I dont think admitting your guilty to something you didnt do is a way of proving your a good father and thats what CAS keeps saying they want.
Nancy what I meant about the irrisponsable grandma was that she had the little girl staying at her place(not difficult child's)she lives a block away from the hospital and she has a basement door.If she had have been watching her like she was supposed to she wouldnt have fell.She should have been cautious by shutting the door and when she fell she shouldve took her to the hospital to get checked.I know you werent saying that difficult child did anything and Im sorry if I sounded that way.
This whole situation just erks me,I hope you can understand.
Cassie

PS:difficult child has also been making an effort to get a job and he even went for appointment looking into getting his grade 12 at home.He says he figures its something he can do when he gets home from work.Him and his girlfriend are also going to a parenting group.
 

Coookie

Active Member
Cass,

Just sending hugs and saying prayers that this situation will work itself out for the best of all concerned.
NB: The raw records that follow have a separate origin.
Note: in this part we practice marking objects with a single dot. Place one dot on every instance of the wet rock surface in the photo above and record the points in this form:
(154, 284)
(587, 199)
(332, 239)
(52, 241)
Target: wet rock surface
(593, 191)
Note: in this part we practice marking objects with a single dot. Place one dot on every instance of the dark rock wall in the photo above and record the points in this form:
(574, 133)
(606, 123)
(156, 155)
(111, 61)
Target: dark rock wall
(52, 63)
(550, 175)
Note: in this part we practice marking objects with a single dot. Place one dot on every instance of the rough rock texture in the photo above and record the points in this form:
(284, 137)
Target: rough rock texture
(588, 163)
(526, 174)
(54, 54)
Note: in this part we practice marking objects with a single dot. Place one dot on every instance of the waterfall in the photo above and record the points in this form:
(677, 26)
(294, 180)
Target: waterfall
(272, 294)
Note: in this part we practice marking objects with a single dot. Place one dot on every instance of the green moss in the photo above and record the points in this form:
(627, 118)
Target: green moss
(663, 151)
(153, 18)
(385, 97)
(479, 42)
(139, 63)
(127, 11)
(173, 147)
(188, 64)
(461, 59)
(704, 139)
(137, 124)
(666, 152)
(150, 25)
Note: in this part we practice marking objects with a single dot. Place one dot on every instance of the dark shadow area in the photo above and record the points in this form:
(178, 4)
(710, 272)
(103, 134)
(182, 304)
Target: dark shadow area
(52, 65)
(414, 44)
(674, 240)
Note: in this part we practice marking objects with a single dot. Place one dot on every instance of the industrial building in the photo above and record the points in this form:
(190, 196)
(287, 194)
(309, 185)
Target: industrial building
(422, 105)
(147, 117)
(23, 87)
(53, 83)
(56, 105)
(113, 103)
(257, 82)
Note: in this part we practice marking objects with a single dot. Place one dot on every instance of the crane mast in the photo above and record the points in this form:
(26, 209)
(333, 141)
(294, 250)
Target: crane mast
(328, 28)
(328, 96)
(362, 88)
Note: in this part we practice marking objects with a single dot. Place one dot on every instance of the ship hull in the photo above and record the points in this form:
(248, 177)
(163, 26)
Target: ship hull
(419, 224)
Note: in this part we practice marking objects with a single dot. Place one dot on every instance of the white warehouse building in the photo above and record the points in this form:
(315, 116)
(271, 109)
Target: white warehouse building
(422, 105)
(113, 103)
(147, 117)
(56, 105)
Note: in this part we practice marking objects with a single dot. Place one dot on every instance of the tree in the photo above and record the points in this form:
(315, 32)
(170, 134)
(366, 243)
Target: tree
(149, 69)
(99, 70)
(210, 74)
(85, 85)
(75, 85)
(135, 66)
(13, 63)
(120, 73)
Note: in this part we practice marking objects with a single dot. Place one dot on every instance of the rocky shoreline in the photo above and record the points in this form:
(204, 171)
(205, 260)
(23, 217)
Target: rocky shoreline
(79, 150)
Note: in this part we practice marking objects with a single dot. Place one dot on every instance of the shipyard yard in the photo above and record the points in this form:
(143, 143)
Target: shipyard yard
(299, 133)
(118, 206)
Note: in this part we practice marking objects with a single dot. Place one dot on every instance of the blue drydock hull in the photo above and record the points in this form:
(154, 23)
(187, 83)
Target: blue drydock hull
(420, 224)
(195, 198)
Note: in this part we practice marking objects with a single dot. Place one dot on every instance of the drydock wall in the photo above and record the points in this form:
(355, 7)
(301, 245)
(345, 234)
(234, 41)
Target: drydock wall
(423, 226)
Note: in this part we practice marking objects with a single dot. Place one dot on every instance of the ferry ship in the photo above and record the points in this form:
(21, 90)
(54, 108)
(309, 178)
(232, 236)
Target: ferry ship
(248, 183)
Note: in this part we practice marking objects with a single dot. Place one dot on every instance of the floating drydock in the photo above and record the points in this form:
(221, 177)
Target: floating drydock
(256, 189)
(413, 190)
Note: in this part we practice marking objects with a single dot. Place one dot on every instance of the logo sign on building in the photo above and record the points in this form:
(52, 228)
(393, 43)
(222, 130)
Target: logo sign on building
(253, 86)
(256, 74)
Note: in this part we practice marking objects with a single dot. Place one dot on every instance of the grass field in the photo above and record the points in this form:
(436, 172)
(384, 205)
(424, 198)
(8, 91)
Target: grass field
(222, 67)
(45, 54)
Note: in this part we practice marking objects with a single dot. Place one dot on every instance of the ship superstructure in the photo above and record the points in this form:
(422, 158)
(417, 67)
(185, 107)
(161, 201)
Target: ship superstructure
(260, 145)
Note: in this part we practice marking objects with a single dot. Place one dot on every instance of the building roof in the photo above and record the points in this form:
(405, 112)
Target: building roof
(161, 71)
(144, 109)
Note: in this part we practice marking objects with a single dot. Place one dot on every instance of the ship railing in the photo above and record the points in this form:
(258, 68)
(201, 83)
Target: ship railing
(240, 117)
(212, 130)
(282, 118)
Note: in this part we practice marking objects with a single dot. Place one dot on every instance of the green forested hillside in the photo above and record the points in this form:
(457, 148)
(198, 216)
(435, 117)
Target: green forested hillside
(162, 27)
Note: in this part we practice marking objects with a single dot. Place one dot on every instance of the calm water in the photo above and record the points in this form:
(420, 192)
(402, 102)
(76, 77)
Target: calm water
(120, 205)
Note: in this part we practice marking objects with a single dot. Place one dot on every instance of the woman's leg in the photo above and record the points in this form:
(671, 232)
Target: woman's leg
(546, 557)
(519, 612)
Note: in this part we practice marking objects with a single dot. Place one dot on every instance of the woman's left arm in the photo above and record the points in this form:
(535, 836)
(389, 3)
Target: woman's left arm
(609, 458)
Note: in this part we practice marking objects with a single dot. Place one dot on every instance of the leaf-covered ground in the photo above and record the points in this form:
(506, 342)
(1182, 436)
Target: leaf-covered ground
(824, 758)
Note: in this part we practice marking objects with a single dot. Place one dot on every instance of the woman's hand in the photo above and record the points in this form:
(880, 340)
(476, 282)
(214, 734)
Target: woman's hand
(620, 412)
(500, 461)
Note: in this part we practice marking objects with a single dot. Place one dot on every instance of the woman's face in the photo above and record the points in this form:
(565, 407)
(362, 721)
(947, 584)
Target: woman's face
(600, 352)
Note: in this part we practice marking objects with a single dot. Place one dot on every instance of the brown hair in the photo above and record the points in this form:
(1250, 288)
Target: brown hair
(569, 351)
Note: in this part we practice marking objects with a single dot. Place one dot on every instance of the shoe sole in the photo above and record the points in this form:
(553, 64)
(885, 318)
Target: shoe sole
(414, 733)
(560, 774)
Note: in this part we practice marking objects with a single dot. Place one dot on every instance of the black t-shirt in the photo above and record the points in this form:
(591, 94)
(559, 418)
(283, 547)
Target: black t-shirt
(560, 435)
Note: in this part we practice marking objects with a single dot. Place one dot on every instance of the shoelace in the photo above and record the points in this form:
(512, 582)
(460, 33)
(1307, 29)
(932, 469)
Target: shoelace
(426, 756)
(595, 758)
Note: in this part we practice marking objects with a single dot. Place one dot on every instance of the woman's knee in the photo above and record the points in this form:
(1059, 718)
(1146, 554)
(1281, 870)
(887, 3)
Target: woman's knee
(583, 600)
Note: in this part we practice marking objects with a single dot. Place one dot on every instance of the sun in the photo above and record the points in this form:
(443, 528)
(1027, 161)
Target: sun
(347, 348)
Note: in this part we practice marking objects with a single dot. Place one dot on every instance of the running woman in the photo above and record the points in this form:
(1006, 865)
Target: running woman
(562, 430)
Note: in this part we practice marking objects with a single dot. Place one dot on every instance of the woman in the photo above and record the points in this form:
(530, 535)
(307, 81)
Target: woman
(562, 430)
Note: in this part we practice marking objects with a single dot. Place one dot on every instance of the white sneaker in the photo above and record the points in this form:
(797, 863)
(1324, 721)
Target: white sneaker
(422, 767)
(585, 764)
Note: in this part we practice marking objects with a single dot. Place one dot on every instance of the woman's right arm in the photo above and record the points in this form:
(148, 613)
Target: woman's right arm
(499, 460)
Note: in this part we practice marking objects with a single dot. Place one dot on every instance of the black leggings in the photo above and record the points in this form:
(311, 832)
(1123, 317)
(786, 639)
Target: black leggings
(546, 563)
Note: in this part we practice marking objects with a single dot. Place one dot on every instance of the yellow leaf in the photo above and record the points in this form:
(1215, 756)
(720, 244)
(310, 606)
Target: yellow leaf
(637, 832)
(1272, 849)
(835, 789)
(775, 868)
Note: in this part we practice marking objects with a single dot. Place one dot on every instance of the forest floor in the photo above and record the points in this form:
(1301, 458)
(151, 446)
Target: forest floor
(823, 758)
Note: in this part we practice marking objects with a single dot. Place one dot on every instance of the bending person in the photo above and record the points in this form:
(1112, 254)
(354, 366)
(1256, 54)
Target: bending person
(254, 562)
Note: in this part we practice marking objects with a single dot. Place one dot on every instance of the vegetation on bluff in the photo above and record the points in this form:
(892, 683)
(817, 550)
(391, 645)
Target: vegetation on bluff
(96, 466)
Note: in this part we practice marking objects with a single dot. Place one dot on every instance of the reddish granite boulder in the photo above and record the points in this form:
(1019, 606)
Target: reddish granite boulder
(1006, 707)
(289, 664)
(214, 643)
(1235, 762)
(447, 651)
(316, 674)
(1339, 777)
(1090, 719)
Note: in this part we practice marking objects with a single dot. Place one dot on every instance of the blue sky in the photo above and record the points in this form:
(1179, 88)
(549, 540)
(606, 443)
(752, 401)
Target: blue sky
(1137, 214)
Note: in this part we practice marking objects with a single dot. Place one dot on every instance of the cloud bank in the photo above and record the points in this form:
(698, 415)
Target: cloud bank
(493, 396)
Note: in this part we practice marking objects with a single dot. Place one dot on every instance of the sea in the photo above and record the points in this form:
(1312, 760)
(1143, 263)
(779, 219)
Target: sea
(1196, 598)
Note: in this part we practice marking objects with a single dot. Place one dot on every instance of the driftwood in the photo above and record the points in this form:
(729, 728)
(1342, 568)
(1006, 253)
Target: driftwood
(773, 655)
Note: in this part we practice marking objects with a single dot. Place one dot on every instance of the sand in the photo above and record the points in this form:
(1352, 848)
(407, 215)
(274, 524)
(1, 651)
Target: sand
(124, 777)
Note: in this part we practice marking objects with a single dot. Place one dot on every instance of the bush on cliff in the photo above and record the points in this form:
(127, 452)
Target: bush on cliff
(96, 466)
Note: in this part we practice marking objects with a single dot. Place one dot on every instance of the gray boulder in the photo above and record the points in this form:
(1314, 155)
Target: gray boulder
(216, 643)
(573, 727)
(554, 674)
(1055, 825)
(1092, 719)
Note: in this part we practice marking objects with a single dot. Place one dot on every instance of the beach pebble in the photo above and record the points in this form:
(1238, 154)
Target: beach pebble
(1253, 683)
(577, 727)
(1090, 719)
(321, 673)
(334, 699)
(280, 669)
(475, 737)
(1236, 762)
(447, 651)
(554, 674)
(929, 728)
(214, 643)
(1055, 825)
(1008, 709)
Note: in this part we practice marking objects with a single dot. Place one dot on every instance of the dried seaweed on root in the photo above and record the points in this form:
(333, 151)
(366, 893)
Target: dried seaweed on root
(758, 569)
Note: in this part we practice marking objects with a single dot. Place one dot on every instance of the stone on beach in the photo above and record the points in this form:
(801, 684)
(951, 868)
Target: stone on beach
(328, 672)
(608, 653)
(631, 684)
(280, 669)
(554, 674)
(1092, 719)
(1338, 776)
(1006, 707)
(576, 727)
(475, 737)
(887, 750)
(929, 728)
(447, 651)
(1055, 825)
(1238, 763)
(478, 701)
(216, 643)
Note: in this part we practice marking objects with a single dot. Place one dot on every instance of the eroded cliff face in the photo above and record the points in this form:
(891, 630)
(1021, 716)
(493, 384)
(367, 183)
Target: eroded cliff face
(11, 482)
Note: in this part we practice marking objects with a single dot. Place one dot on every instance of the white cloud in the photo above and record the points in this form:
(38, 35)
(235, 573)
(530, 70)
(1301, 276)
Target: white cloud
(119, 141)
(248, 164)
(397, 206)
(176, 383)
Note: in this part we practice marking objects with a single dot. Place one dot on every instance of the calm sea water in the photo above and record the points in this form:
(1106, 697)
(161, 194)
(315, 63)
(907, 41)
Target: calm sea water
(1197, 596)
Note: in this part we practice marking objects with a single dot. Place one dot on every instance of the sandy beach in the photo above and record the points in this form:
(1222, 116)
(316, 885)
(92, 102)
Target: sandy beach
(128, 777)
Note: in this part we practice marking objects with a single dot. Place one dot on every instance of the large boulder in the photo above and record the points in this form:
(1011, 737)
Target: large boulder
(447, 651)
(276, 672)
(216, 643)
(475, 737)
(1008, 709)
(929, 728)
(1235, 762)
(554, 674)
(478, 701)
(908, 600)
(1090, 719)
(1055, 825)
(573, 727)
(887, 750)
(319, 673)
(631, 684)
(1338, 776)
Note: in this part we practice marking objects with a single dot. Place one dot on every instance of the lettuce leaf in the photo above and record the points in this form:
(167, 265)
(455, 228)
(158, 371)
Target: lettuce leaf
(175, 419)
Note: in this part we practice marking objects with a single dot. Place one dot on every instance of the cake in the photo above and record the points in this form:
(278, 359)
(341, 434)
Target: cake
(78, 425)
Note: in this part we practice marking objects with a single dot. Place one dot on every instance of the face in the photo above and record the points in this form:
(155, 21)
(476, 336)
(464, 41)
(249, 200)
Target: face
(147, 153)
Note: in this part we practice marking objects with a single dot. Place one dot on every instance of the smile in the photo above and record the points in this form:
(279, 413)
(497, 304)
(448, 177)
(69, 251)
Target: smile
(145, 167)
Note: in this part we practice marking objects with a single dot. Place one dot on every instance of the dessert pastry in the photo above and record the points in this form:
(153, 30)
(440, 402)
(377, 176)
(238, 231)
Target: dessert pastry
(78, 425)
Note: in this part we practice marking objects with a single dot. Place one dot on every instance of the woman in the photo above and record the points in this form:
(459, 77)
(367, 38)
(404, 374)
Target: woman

Sadly because of our difficult children history, be it accurately seen or not, the stigma is still there. :frown:

I'm sorry my friend.
 

Cass1

New Member
As for the little girl she is totally fine shes back to her usual self she stayed in the hospital for about 2 weeks then she went to a foster home.I tried to have her come stay with me but because Im difficult child's mom and they figure he's guilty they wont allow her to come stay with us.difficult child's girlfriend doesnt seem to have any family thats willing to step up and the grandma doesnt seem to care geesh she didnt even come see her daughter when she had her last baby(my grandson)the poor girl had complications with her first one and couldve died the Dr said. Thats why they delivered this baby early and her mom couldnt even be there for her believe me its not like she had other plans.
The kids and I go with girlfriend to see her on visits difficult child is not allowed so sometimes we video tape it and shes so cute saying Hi daddy ,I love you daddy ,I miss you daddy.